Digital Long-Term Preservation, Provenance and Linked Open Data
Sam Coppens, Erik Mannens or Raf Vandesande, with contribution by Rik Van de Walle
Nowadays, the need for digital long-term preservation is growing. A lot of the digital information produced merely a decade ago is in danger of getting lost as technologies are changing. This also threatens a lot of information from heritage institutions in Belgium. Analogue carriers are degrading and digitisation is a must, but digital copies are also subjected to many risks, e.g., data carrier corruption, or file formats becoming obsolete. For this, a distributed long-term preservation platform is being developed overcoming those risks, assuring the accessibility of the information.

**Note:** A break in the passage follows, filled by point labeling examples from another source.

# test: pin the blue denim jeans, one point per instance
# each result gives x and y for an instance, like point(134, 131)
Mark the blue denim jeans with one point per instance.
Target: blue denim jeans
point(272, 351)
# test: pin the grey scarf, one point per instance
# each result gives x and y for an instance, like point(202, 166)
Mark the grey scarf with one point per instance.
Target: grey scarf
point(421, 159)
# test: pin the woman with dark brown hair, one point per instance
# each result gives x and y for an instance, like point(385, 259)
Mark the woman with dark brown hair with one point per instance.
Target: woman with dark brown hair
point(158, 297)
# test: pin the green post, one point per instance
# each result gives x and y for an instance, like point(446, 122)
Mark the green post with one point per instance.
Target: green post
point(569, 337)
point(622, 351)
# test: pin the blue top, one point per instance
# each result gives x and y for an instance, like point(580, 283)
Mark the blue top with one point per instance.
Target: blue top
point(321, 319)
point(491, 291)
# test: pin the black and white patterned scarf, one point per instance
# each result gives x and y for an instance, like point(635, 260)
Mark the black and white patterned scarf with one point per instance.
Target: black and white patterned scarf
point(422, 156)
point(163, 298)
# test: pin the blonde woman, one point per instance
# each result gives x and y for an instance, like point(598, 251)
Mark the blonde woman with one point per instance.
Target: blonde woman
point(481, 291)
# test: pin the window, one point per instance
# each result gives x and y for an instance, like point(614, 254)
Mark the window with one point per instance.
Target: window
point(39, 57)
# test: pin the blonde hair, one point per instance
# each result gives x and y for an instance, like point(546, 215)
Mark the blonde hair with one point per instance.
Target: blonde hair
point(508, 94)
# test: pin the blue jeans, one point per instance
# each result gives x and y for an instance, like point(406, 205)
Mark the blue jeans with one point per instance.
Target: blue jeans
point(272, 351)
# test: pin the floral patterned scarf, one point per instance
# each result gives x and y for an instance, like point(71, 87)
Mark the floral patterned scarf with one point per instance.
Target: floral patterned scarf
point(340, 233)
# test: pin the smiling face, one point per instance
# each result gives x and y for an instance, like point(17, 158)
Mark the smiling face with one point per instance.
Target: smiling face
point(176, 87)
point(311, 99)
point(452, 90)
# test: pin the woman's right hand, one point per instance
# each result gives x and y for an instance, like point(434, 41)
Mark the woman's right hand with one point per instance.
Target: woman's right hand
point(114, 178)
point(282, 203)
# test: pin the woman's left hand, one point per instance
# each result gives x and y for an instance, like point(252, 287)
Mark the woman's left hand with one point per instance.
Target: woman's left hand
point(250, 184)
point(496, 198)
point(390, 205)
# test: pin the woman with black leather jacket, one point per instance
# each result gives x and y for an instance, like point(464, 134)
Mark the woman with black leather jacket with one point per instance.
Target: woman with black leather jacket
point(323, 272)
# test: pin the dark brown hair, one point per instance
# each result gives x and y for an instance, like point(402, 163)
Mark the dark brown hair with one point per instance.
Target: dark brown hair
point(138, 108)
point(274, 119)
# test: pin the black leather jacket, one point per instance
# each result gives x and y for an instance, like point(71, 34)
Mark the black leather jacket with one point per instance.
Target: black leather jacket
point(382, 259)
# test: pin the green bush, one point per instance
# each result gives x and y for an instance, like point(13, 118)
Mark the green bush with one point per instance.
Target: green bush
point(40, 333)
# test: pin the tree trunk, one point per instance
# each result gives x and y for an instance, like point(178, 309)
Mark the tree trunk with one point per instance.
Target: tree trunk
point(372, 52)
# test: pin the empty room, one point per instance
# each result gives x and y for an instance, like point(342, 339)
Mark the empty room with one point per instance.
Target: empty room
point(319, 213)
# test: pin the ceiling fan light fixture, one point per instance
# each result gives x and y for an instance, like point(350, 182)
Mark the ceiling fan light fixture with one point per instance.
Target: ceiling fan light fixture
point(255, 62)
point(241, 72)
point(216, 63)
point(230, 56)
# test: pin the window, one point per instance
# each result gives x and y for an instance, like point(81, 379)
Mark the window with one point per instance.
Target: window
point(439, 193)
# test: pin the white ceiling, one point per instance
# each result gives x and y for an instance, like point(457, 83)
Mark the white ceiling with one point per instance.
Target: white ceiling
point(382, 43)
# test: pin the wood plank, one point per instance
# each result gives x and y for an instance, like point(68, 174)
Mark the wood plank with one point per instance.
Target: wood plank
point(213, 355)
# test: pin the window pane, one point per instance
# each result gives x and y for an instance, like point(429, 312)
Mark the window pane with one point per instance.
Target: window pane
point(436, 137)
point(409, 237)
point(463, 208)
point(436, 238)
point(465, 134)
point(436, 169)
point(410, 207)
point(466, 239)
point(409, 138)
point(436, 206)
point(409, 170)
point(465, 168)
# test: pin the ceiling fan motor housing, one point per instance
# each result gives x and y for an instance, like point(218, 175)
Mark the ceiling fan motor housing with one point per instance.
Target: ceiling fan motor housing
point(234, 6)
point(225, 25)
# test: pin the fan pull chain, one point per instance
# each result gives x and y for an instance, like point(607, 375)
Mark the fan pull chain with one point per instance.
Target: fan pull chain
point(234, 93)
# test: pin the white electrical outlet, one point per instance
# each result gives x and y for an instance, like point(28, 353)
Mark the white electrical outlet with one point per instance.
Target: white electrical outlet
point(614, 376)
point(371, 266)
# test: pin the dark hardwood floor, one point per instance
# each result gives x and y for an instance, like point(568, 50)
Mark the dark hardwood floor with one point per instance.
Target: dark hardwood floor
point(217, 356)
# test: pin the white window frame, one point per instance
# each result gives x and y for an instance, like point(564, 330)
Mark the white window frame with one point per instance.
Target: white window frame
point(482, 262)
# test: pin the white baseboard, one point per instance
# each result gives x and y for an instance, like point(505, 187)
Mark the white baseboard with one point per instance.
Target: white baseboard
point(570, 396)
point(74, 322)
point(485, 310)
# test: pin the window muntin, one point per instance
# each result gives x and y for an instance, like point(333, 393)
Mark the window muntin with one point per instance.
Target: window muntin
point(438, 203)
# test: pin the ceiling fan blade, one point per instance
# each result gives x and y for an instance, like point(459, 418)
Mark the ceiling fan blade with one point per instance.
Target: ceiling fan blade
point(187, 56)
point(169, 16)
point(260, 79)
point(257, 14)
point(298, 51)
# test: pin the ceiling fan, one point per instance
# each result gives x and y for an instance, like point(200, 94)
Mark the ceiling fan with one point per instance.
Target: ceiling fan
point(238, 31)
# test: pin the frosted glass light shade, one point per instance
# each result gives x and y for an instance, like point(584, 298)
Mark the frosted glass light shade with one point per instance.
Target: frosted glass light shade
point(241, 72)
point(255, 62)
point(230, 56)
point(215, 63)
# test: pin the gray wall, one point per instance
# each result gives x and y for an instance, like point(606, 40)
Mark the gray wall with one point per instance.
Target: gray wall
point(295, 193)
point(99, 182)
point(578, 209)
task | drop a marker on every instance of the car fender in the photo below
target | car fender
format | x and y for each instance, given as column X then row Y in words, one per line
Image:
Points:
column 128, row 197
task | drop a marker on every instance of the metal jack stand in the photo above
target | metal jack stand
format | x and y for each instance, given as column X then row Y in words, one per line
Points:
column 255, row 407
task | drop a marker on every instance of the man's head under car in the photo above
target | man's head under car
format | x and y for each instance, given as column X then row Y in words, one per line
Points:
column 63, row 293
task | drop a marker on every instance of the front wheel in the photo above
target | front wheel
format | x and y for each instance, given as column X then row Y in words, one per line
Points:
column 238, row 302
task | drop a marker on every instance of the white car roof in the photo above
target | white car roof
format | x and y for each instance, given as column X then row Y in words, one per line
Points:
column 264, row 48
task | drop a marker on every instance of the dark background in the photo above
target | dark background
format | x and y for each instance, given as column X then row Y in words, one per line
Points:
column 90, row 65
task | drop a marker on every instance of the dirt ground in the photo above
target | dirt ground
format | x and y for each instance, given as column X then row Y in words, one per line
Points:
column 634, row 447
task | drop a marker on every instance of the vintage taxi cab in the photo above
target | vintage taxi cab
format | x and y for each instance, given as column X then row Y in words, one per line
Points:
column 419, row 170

This distributed archive harvests the data records from the institutions, disseminates the data as Linked Open Data, and archives the data for the long-term by providing and tracking its provenance information. This provenance information is described using PREMIS OWL, our developed and (LOC) approved semantic implementation of the PREMIS 2.0 data dictionary. The developed platform also enables the provenance information on the Web. For this, the long-term preservation platform relies on datetime content negotiation, an extension to the HTTP protocol, proposed by Memento, and a special HTTP link header for discovery of the provenance information. The datetime content negotiation will deliver the right version of the data to the end-user, the HTTP provenance link header points to the provenance information of that version. This provenance information links the current version of the data to its other versions.